Bien que ces enfants se retrouvent en quelque sorte maîtres des lieux qui étaient précédemment dirigés par des adultes, la peur, leur sentiment de vulnérabilité face aux divers dangers qui les menacent de façon très directe et les besoins matériels les poussent à s’organiser pour survivre. Alors qu’ils sont potentiellement libérés des carcans imposés par l’idéologie dominante, les méthodes adoptées par ces enfants pour survivre montrent au contraire la survivance des AIE. En effet, il n’y a, théoriquement, plus d’école, plus de famille (sauf pour ceux qui auraient encore des frères et des sœurs), de mode de communication, de système juridique, de police ou de syndicat. Quant à la culture, bien qu’elle subsiste chez les enfants, elle n’a plus qu’une place restreinte. Cependant, ces AIE survivent de deux façons : premièrement, les enfants continuent à avoir un accès, certes limité mais néanmoins présent, à certains de ces AIE. Par exemple, les enfants de Seuls et ceux de TGWOAC continuent à avoir accès à certains livres et certains films, et les enfants de Seuls continuent à utiliser les téléphones portables pour communiquer entre eux. En revanche, personne n’a plus accès à des nouvelles fraîches et régulières à travers la presse sous aucune forme. Deuxièmement, les enfants eux-mêmes choisissent de maintenir ou de recréer certains AIE dans la mesure du possible, comme on le verra plus loin.

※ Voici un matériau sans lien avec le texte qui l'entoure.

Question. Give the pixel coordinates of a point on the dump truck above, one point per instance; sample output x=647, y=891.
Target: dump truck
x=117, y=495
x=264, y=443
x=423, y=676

Si aucune mention n’est faite d’une religion quelconque dans TGWOAC, dans Seuls il y a un questionnement quant à la religion mais il ne s’agit pas une remise en question à proprement parler. De par les discussions et le comportement des enfants, il est clair qu’ils n’ont pas tout à fait compris ni les rituels ni les préceptes des diverses religions auxquelles ils ont été exposés, et ne savent pas non plus comment articuler la diversité des codes correspondant à la diversité de religions - ce qui n’indique pas un rejet total et conscient. Par exemple, lorsqu’ils comprennent qu’ils sont morts, ils décident de faire une sorte de messe pour demander l’aide de dieu. Or, ils n’ont retenu qu’une partie des rites chrétiens et se mettent rapidement à discuter de la manière de s’y prendre, entre autres parce qu’ils n’ont pas tous été élevés dans la même religion : « on fait un “remix” des différentes prières36 ? ». Le jeune Terry, pour sa part, a un comportement qui pourrait être qualifié de blasphématoire à plusieurs reprises mais il est évident qu’à six ans, il est trop jeune pour comprendre le potentiel blasphématoire de ses choix. Par exemple, il reconstitue la crèche (« Marie, Joseph, le bœuf, l’âne et le divinanfant [sic] ») à l’aide de figurines de Wonder Woman ; Hulk ; un mammouth ; un chevalier médiéval et sa monture ; et Petit Poilu37. Les preuves de son incapacité à comprendre ses erreurs face aux religions - due à son jeune âge - peuvent se voir, par exemple, dans ses difficultés linguistiques à expliquer la résurrection du Christ : « Jésus, il fait démourir [sic] les gens ! Rien que lui, tu crois qu’il est mort sur la croix, pis en fait, il est ressurect… résuct… il revient !! »38 Interrogé au sujet de la crèche peu traditionnelle de Terry, le dessinateur Gazzotti affirme ceci : « je pense que Terry y croit vraiment ! Il n’est pas dans la moquerie, il garde sa naïveté d’enfant. C’est parce qu’il n’a pas de crèche qu’il en reconstitue une à sa manière. Il ne pense pas à mal, au contraire… »39 Il n’y a donc chez Terry aucune volonté d’intervenir dans l’AIE religieux.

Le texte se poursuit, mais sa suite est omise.